Intervention de Jean-Louis Carrère

Commission des affaires étrangères, de la défense et des forces armées — Réunion du 25 janvier 2012 : 1ère réunion
Séminaire sur la transition en afghanistan — Communication

Photo de Jean-Louis CarrèreJean-Louis Carrère, président :

Je me suis rendu récemment, avec le ministre de la Défense, M. Gérard Longuet, en Afghanistan, pour passer le Nouvel an avec les militaires français et témoigner ainsi de la reconnaissance de la Nation à nos soldats. Lors de notre déplacement, nous nous sommes rendus dans les différentes bases en Kapisa, notamment à Tagab.

Je voudrais rendre hommage au travail exemplaire réalisé par les militaires français au service de la France et saluer leur courage et leur dévouement.

Nous avons également pu mesurer, au cours de cette mission, les progrès réalisés en ce qui concerne l'équipement de nos soldats et des matériels dont ils disposent, notamment par rapport au dernier déplacement que nous avions effectué dans ce pays, avec notre collègue Robert del Picchia.

Si nous avons tous été profondément émus par le récent assassinat de quatre de nos militaires et les nombreux blessés causés par un soldat de l'armée afghane, je voudrais toutefois faire part de mon étonnement face aux premières déclarations ayant suivi cet évènement dramatique, évoquant un retrait anticipé de nos militaires.

Je voudrais rappeler, en effet, que notre pays est présent en Afghanistan dans le cadre d'une mission de l'OTAN et que notre pays a accepté lors du Sommet de l'OTAN de Lisbonne en 2010, la stratégie de transition visant un retrait des forces combattantes au plus tard fin 2014 avec une poursuite de notre engagement après cette date. Toute décision devrait donc faire préalablement l'objet d'une discussion avec nos alliés au sein de l'Alliance. Je regrette cependant que la France, de même que l'Europe, ne joue pas un rôle plus important au sein de l'OTAN en ce qui concerne la stratégie en Afghanistan, notamment par rapport aux Etats-Unis.

Par ailleurs, il me semble qu'avant toute annonce précipitée, il est nécessaire de prendre en compte les différents paramètres.

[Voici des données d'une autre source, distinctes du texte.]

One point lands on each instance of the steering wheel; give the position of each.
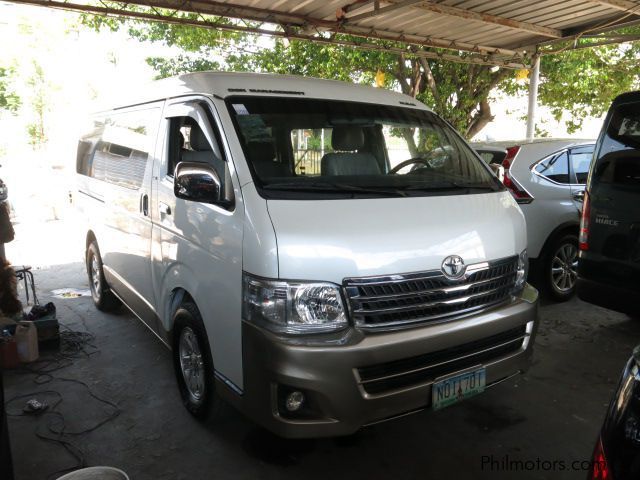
(411, 161)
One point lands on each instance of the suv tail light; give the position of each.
(599, 468)
(519, 193)
(583, 238)
(511, 154)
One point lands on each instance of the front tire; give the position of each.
(103, 297)
(193, 363)
(559, 269)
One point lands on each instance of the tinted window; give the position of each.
(580, 159)
(491, 156)
(555, 167)
(117, 149)
(325, 148)
(619, 157)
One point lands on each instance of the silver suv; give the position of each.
(547, 178)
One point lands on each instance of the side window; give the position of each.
(188, 143)
(580, 159)
(555, 167)
(86, 160)
(118, 148)
(618, 163)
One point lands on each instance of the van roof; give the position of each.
(225, 84)
(627, 97)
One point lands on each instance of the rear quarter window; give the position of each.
(618, 160)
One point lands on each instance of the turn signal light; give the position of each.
(599, 468)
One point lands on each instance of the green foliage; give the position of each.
(9, 100)
(40, 88)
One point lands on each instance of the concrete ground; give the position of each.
(549, 417)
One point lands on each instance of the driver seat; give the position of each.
(346, 160)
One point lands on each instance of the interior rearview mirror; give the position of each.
(198, 182)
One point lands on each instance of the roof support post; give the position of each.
(533, 98)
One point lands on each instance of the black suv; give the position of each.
(609, 264)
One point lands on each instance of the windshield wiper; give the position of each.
(333, 188)
(451, 186)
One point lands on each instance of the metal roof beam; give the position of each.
(470, 58)
(312, 26)
(470, 15)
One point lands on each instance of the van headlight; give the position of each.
(292, 307)
(522, 271)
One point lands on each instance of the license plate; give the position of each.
(449, 390)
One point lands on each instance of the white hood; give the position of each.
(328, 240)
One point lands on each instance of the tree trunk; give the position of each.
(482, 117)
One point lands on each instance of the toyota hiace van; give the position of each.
(322, 256)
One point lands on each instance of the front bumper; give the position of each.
(608, 296)
(329, 375)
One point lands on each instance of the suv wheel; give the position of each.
(193, 363)
(560, 268)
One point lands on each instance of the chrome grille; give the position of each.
(396, 300)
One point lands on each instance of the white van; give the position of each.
(322, 256)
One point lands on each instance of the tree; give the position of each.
(461, 93)
(9, 100)
(39, 88)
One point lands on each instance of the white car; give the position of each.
(547, 178)
(320, 255)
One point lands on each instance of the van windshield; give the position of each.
(308, 148)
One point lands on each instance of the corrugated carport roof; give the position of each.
(501, 32)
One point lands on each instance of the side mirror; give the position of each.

L'Afghanistan reste un pays très pauvre. Or, on constate un déséquilibre important entre le coût des interventions militaires et les financements consacrés à la reconstruction et au développement du pays. Ainsi, le budget dont dispose notre ambassade pour mener des actions de coopération et de développement est très faible, de l'ordre de 15 millions d'euros par an, et, malgré toutes les qualités de nos diplomates, il ne permet pas réellement d'accompagner notre présence militaire par des actions de coopération qui pourraient susciter l'adhésion de la population. Le Président afghan Hamid Karzai nous a indiqué, lors de notre entretien avec le ministre de la défense, que sa priorité était de bâtir une armée afghane capable de mener une guerre conventionnelle. Je lui ai répondu que, selon moi, la priorité devrait être d'engager son pays dans une stratégie de développement économique, ce qui devrait prendre des dizaines d'années. Se pose aussi la question du financement des forces de sécurité afghanes après 2014. Les Etats-Unis semblent disposés à assurer un financement de 3 milliards de dollars mais il resterait un milliard de dollars, dont la charge pourrait revenir aux pays de l'OTAN.

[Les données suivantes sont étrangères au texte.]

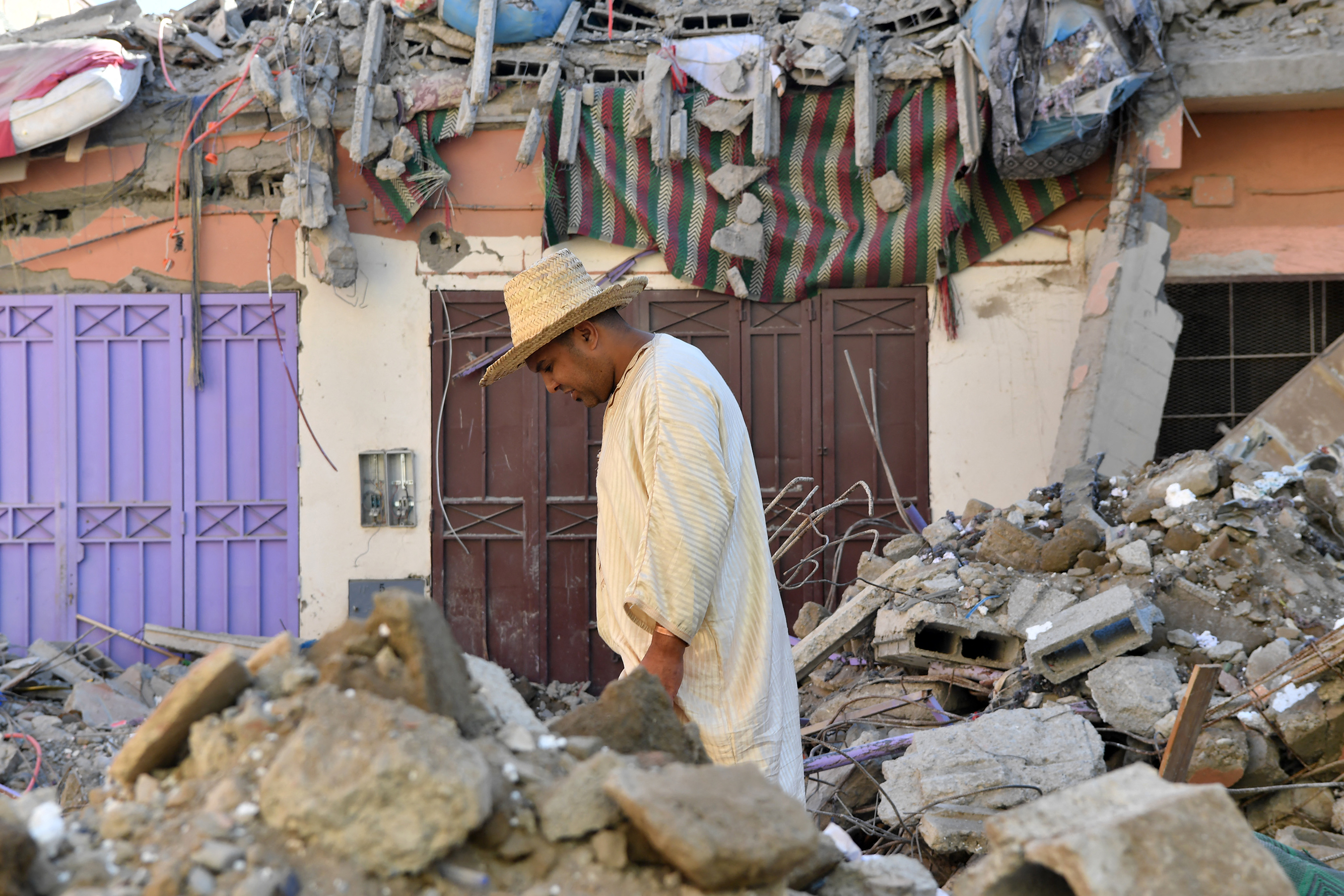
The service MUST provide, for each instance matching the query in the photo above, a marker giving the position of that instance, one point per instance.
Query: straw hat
(549, 299)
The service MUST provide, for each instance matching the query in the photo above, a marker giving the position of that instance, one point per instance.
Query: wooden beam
(1190, 722)
(76, 145)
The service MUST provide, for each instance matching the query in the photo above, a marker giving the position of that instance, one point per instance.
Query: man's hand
(665, 660)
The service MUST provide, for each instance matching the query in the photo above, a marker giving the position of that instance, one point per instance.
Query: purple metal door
(242, 471)
(130, 497)
(33, 550)
(124, 476)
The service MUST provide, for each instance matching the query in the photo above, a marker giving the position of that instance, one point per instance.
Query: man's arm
(665, 660)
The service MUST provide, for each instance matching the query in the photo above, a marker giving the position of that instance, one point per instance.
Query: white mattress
(76, 104)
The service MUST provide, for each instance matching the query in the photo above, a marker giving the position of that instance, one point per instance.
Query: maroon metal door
(514, 534)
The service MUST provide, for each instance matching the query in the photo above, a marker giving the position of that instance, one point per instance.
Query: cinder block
(929, 632)
(1090, 633)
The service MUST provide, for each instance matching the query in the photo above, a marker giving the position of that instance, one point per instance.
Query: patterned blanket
(823, 227)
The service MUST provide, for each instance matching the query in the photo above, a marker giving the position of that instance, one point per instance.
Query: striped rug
(823, 227)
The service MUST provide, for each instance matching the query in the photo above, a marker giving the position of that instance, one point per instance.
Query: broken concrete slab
(576, 807)
(100, 706)
(1134, 693)
(889, 193)
(425, 667)
(1130, 813)
(722, 827)
(936, 632)
(1092, 632)
(956, 829)
(633, 715)
(894, 875)
(210, 686)
(730, 180)
(340, 781)
(1050, 749)
(739, 240)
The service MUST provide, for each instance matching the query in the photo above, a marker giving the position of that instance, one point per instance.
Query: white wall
(995, 394)
(365, 375)
(365, 371)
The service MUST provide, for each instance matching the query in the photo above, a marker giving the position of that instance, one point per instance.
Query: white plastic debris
(840, 837)
(1292, 695)
(1034, 630)
(1179, 497)
(48, 828)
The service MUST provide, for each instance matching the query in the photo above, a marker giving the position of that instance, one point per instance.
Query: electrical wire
(439, 429)
(280, 345)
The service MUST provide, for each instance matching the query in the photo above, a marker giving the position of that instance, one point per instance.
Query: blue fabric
(513, 23)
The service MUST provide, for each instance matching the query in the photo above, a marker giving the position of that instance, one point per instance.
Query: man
(686, 586)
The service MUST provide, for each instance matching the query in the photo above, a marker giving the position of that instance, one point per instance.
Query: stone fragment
(936, 632)
(722, 827)
(633, 715)
(725, 115)
(577, 805)
(739, 240)
(389, 168)
(334, 260)
(889, 193)
(433, 671)
(809, 617)
(1010, 546)
(824, 857)
(1070, 541)
(292, 101)
(830, 26)
(881, 876)
(1092, 632)
(956, 829)
(730, 180)
(906, 546)
(100, 706)
(1221, 756)
(263, 82)
(385, 103)
(1132, 693)
(1113, 836)
(1199, 473)
(819, 68)
(210, 686)
(217, 856)
(749, 208)
(382, 784)
(1135, 559)
(1265, 660)
(1050, 747)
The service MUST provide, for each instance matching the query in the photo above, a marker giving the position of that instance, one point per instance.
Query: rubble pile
(1015, 655)
(384, 761)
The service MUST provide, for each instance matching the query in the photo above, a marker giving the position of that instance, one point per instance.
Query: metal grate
(1240, 343)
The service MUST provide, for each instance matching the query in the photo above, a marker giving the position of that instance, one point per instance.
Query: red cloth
(31, 70)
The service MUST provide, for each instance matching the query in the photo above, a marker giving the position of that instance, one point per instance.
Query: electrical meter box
(388, 488)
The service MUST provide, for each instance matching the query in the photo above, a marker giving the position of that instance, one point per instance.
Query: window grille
(1240, 343)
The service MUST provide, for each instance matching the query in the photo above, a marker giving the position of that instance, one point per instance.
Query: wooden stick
(128, 637)
(1190, 720)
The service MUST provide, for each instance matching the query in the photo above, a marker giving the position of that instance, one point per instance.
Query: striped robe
(682, 543)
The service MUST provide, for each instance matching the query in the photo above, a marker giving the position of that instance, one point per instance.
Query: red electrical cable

D'autres questions essentielles, comme la lutte contre la production de drogue, le rôle des pays de la région, comme le Pakistan, doivent aussi être prises en compte.

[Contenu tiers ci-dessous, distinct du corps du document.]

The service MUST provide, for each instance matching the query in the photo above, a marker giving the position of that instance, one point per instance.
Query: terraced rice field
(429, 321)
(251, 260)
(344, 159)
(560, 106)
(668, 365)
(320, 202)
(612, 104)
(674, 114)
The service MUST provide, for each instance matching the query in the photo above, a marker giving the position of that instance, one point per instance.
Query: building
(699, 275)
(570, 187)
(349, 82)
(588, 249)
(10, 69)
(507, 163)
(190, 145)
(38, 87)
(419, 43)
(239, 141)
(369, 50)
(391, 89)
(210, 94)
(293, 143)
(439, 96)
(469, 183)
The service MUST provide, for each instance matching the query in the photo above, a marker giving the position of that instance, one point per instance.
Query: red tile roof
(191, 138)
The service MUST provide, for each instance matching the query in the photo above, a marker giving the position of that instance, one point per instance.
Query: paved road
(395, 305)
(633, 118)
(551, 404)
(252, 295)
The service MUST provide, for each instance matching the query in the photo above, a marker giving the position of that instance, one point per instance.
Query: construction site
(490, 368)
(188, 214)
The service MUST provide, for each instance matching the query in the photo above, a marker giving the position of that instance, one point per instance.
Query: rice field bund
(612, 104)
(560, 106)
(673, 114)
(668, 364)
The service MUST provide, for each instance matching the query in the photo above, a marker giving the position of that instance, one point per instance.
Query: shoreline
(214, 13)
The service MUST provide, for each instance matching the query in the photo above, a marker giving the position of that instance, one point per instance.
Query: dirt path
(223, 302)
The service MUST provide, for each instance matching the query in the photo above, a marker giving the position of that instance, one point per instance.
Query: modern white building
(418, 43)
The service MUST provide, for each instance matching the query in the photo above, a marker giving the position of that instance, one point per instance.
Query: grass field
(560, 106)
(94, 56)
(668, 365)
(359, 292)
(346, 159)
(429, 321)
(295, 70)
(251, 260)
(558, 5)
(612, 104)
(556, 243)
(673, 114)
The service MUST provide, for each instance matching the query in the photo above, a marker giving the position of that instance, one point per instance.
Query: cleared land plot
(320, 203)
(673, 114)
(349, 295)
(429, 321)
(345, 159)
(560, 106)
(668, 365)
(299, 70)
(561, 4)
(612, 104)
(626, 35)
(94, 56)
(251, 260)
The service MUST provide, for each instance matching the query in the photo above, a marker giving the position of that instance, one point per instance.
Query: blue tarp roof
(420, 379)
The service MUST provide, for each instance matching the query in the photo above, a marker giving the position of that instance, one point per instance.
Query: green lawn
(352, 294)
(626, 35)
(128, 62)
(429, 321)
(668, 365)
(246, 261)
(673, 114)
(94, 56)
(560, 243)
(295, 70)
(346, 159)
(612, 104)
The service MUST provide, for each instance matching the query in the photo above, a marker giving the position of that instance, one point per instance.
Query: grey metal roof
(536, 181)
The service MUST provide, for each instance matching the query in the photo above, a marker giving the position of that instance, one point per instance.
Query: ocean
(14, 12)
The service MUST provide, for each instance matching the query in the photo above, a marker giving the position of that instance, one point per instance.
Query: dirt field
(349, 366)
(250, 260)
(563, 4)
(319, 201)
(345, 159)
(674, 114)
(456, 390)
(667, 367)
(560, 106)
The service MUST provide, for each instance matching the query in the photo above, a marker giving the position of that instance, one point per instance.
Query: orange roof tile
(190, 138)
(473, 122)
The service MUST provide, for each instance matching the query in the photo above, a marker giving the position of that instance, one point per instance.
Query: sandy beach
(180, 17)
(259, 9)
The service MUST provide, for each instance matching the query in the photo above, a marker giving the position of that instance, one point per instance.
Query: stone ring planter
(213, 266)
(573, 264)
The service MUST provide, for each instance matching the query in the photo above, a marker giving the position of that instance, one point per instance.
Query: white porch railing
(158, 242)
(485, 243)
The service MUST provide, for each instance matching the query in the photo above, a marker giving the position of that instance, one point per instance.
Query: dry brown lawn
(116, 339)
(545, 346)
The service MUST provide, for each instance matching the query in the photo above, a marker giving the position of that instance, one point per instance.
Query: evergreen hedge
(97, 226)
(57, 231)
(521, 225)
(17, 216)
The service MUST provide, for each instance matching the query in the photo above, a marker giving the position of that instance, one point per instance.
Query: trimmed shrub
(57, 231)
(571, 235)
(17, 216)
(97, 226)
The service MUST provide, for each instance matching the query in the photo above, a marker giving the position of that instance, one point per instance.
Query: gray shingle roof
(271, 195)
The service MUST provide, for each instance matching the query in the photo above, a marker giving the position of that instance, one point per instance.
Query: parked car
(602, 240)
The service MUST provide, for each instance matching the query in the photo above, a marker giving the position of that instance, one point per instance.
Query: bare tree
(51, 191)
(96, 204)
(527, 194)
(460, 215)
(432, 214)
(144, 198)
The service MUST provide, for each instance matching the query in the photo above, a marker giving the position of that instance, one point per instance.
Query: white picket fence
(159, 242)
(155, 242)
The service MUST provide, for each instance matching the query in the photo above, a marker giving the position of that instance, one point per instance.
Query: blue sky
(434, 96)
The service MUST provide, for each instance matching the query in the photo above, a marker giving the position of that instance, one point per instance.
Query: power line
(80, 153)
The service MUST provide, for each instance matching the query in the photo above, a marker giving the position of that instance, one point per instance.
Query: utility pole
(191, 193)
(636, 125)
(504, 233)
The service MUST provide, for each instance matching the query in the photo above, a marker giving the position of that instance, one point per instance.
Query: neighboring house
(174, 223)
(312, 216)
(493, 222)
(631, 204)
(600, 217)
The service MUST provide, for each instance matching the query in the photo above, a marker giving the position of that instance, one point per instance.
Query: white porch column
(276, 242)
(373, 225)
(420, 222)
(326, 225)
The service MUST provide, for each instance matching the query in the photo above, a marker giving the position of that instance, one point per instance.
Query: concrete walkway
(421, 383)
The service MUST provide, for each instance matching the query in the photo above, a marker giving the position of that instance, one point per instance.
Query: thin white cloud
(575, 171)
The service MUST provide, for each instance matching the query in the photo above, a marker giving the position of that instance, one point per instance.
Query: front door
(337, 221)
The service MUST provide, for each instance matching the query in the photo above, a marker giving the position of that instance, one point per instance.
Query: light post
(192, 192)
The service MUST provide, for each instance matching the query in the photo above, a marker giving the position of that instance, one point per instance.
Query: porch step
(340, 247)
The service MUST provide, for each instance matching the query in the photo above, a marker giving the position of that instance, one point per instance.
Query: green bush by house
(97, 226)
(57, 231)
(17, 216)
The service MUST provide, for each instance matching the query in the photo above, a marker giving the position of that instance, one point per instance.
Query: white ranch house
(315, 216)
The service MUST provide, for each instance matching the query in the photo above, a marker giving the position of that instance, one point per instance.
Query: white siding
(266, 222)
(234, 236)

En définitive, je crois qu'il faut se garder de toute précipitation mais qu'il faut engager une véritable réflexion avec nos alliés, les Afghans et les pays de la région, afin de réussir le processus de transition, qui permettrait un retrait de nos soldats en substituant à la présence militaire de l'OTAN une action de développement de ce pays.